If you do find yourself with too many buckwheat Pierogi (is that even possible), ask for a doggy bag and take them home. Simply warm them up the next day in a pan with a bit of butter until the outside turns a golden brown and you have yourself the perfect breakfast spread!
Caroline Muller – veggiewayfarer.com
One thing not to be missed when trying Polish cuisine is pierogi. These dumplings are filled with sweet or savoury fillings are a popular dish in all Polish cities as well as households in Poland. Pierogi are made from round circles of dough and once filled, they are boiled in water. However, to eat them afterwards, you can also pan fry for a little while to make them a little crispy.

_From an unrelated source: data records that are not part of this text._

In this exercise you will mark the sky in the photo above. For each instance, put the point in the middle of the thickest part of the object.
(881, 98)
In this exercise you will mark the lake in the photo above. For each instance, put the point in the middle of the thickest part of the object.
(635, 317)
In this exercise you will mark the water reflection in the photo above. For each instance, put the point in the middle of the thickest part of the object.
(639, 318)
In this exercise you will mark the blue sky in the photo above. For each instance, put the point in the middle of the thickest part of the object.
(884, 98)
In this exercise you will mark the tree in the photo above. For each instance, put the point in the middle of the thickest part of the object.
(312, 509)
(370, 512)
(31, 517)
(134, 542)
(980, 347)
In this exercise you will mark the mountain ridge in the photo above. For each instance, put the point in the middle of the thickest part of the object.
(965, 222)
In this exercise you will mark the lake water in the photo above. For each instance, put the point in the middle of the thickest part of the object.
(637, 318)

Some of the popular fillings include; cheese and potato (ruskie), Sauerkraut and wild-mushrooms, meat (usually pork) and lastly blueberries. Pierogi are delicious when topped with a small portion of sour cream and some fried onions too.
My personal favourite are cheese and potato filled pierogi, or just the cheese ones, since I’m a big fan of cheese dishes. When visiting Poland on a road trip, I thought I had best pierogi that I’ve ever eaten in Krakow, until my Polish sister-in-law made at least 100 fresh pierogis for Christmas – so delicious!!

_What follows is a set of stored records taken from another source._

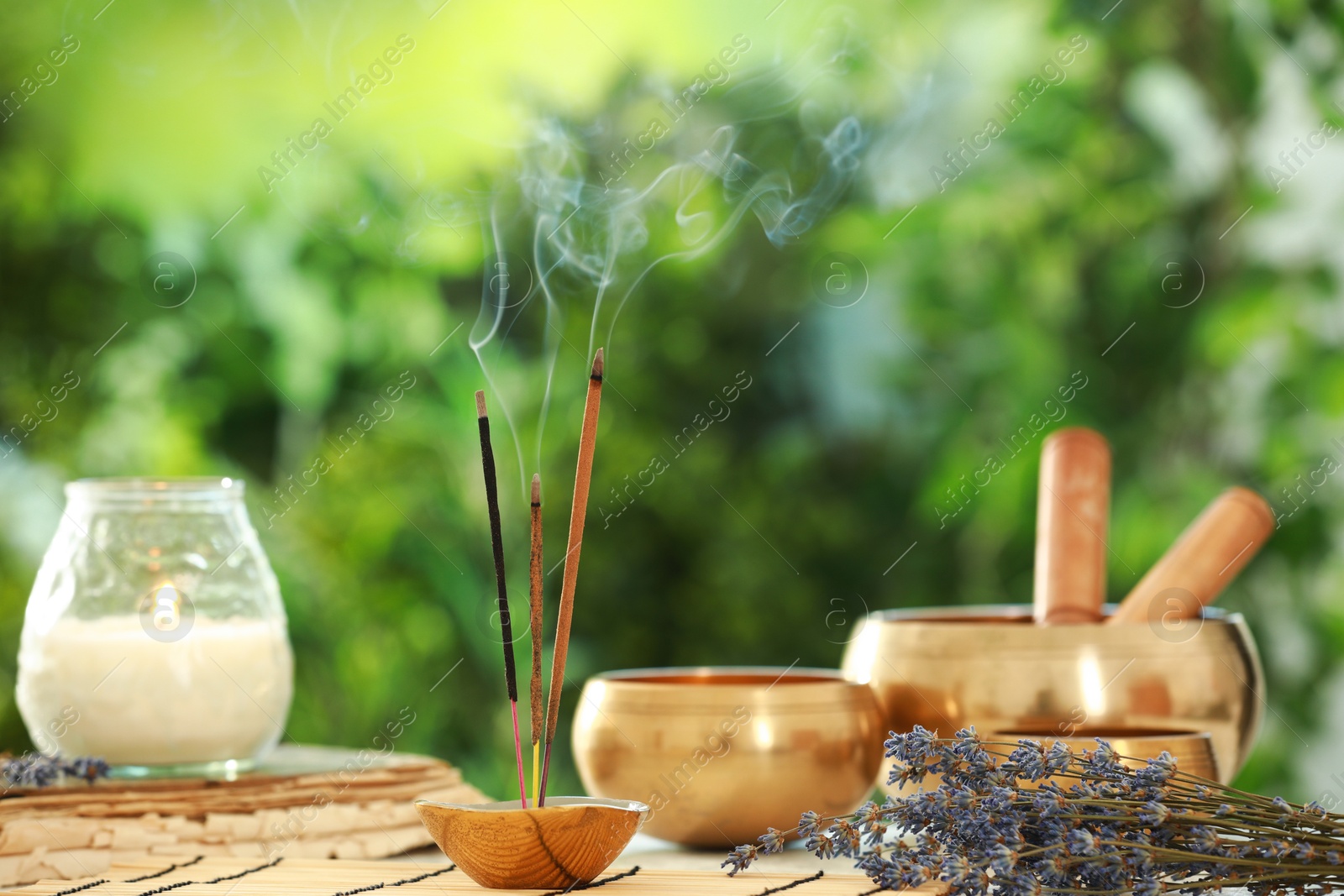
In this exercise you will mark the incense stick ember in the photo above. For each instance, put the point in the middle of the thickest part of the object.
(537, 624)
(492, 501)
(578, 512)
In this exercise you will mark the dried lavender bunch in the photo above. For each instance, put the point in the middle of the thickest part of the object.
(37, 770)
(1021, 820)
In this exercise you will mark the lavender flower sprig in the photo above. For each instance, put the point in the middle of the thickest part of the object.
(37, 770)
(1023, 820)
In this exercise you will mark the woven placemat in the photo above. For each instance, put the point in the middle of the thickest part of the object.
(309, 878)
(358, 806)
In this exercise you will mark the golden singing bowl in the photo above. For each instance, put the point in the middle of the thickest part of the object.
(571, 840)
(1193, 750)
(721, 754)
(992, 668)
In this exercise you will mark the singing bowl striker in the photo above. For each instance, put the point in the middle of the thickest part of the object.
(569, 841)
(721, 754)
(992, 668)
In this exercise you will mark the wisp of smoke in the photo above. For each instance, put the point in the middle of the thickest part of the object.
(564, 238)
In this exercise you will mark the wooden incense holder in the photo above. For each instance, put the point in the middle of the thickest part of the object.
(1073, 510)
(569, 841)
(1206, 557)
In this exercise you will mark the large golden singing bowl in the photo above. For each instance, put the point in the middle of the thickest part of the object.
(568, 841)
(1193, 750)
(722, 754)
(992, 668)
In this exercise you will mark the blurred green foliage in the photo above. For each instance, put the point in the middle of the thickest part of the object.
(768, 537)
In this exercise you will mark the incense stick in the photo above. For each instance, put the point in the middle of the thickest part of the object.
(535, 618)
(588, 441)
(492, 501)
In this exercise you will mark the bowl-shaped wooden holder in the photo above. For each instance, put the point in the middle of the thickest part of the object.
(571, 840)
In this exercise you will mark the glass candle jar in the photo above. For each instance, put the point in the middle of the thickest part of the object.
(155, 636)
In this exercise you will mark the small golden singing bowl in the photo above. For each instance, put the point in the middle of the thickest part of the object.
(568, 841)
(1193, 750)
(992, 668)
(721, 754)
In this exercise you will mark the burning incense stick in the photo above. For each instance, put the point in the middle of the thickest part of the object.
(492, 501)
(535, 618)
(588, 441)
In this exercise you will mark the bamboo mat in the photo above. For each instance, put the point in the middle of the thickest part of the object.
(336, 878)
(356, 808)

Making them can take quite a while to prepare correctly, since you need to prepare the dough and all the fillings well. So, if you try, make loads at one go and then freeze any additional ones for future eating. This is great as you then have lots of fresh Pierogi at your disposal, perfect for defrosting for a lunch or dinner.
Zoe Elliott – togetherintransit.nl/
Bigos is a delicious one-pot stew that originates from polish cuisine but also appears in other eastern European countries’ cuisines. Bigo can be translated as Hunter’s Stew and includes cabbage, sauerkraut and other vegetables. In my opinion, Bigos is best when made with wine which gives it a slightly more flavourful taste with sweet undertones. Bigos is absolutely delicious on a cold day if you’ve spent the day outside and need something hot to warm you up. It’s a winter dish and not something you would enjoy on hot summer days.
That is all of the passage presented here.